Anlatmak isteğinin bir kardeş şekli de konuşmaktır. Aslında fazla konuşmayı gevezelik sayan, hele konuşmayı etkili bir biçimde beceremeyenlerin yazmaya başvurmalarının özünde de bu gerçek gizlidir. Zaten genellikle yazarlar da, içine kapanık kişiler olarak tanınırlar. Yazarlığa soyunmuş, eserler meydana getirmiş kişiler, belki de en azından kendini etkileyen bir olayı anlatmak eğilimine kapılarak yola çıkmışlardır. Bu konuda örnekler çoktur; mesela Kırımlı yazar Cengiz Dağcı, »Ben kendim için yazıyorum.« diyor. Bir başka yazar da, »Her şeyden önce kendimi anlatmak için yazıyorum.« diyerek yazma konusundaki eğilimini belirtiyor.

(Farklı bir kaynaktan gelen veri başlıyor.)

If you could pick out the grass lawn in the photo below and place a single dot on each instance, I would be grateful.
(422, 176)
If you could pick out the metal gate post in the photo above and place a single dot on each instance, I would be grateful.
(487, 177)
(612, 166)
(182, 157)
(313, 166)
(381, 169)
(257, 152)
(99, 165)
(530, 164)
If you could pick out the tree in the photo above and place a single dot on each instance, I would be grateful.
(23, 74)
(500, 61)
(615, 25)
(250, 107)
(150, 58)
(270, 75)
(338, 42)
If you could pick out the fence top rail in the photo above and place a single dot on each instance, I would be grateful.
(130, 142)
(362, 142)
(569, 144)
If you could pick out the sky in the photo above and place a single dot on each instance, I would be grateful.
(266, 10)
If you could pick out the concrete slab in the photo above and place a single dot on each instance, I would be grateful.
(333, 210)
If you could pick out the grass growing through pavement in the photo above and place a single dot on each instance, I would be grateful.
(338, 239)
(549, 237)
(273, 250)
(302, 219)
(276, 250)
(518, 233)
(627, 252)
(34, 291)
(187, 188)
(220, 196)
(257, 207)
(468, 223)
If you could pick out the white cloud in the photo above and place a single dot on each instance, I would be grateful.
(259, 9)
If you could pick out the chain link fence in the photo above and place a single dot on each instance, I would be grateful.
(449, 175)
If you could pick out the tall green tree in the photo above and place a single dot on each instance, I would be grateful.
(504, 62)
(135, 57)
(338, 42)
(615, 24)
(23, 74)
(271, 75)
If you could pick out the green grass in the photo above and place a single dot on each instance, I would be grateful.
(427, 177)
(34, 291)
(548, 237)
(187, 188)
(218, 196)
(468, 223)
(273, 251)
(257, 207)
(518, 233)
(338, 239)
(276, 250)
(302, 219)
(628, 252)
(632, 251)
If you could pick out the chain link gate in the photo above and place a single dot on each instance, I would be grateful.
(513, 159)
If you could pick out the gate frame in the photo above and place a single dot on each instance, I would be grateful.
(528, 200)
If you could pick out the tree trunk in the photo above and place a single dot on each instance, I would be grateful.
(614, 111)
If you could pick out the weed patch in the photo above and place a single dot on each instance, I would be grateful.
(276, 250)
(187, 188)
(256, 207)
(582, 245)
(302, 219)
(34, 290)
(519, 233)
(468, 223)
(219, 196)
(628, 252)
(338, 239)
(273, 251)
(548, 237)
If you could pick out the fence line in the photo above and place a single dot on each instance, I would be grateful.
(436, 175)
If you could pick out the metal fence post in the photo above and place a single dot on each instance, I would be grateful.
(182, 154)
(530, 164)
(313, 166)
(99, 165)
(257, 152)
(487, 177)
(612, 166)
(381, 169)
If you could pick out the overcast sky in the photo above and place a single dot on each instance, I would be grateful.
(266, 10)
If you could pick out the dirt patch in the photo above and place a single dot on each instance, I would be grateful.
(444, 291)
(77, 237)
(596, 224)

Yani yazmak gerekli bir eğilimdir. Yazdıkça yazmak isteyenler için de artık bir tutkudur, çağlayan bir şelâledir.
Bu arada, benim acizane ilk gençlik şiirlerimi inceleyen ve geleceğim için yönlendiren Bonn Büyükelçiliği eski basın müşavirlerinden, usta şair Arif Nihat Asya’nın edebiyat öğrencisi ve benim de şiir hocam, şair ve diplomat sayın Gökhan Evliyaoğlu da, taze duygularımı kaleme almış olduğumu ve bunları artık yavaş yavaş gün ışığına çıkarmakta olduğumu söyleyerek, bir yerde yazmanın da konuşmak ve dertleşmek olduğunu vurgulamıştı. O yıllarda onun için yazdığım bir dörtlük vardı; o geldi aklıma...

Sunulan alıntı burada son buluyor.